Carney in Norvegia e Uk, poi vacanze in Italia
OTTAWA – Molto spesso il Question Period a Ottawa si riduce a un esercizio ripetitivo, noioso e assolutamente inutile. Risposte scritte e ripetute a domande scritte e ripetute, rappresentazione plastica di un dibattito politico povero e avvilente che raramente si traduce in quello che dovrebbe essere il confronto costruttivo di idee e proposte che dovrebbe essere alla base delle democrazie moderne.
Ogni tanto, però, è l’abilità del singolo politico che cattura l’attenzione, una frase, una battuta, un’osservazione che emerge dallo sconcertante piattume che va in scena quotidianamente alla House of Commons. È il caso dell’intervento di Yves-Francois Blanchet di martedì, che nel chiedere a Mark Carney di spiegare una volta per tutte la posizione del governo sul conflitto in Iran, ha invitato il primo ministro a “smetterla di andare in giro per il globo come un novello Marco Polo”.
E questo per sottolineare com il leader liberale negli ultimi mesi abbia trascorso più tempo all’estero che in Canada. Un appello, evidentemente, verso il quale il diretto interessato ha fatto le orecchie da mercante. Ieri Carney, infatti, dopo aver fatto tappa a Yelloknife nei Territori del Nordovest, è partito per la Norvegia, dove nei prossimi giorni assisterà a una imponente esercitazione militare della Nato che coinvolgerà 14 Paesi.
Il primo ministro quindi parteciperà al Summit dei Paesi scandinavi, prima di partire per una nuova tappa a Londra, in Inghilterra. Quindi, secondo fonti governative che hanno mantenuto l’anonimato, si prenderà una settimana di vacanza in coincidenza con il March Break, trascorrendo qualche giorno nella capitale britannica per poi raggiungere l’Italia, dove non sono in programma – almeno per ora – incontri ufficiali e dove alloggerà in una località top secret, prima di tornare in Canada.

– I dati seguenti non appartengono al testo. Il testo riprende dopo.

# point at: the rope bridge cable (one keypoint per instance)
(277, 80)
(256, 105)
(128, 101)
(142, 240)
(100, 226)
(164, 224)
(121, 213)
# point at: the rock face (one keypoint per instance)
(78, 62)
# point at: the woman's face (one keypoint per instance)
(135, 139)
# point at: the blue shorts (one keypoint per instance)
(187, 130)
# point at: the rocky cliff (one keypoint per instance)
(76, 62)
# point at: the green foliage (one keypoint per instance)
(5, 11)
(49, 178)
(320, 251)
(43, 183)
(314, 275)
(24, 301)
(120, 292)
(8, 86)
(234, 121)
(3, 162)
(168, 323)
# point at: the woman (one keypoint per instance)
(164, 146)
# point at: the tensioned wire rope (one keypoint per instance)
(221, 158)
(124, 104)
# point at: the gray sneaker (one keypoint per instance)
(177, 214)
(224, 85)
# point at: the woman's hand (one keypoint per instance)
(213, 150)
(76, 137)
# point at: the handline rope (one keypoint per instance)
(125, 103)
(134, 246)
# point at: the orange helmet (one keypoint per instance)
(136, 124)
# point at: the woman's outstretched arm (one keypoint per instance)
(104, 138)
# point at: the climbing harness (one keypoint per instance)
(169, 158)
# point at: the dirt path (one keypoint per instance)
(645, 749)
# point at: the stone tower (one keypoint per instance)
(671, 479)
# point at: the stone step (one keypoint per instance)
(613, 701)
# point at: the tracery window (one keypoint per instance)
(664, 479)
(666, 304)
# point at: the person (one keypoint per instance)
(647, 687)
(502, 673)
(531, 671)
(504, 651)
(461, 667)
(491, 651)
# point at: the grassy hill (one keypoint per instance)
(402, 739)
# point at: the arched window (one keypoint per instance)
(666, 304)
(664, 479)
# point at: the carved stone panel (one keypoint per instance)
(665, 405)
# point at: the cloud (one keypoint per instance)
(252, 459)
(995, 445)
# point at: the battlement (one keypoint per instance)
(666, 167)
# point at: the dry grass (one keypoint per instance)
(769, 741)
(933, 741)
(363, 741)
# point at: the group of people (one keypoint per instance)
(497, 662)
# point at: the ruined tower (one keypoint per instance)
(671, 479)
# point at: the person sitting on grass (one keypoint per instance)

Blindata la maggioranza con l’arrivo dell’ex deputata dell’Ndp Lori Idlout – e con le suppletive di aprile sarà maggioranza assoluta – e con i sondaggi che lo danno in netto vantaggio sui conservatori, il primo ministro dovrà dedicarsi completamente alla priorità principale, quella del rinnovo del Cusma con Stati Uniti e Messico.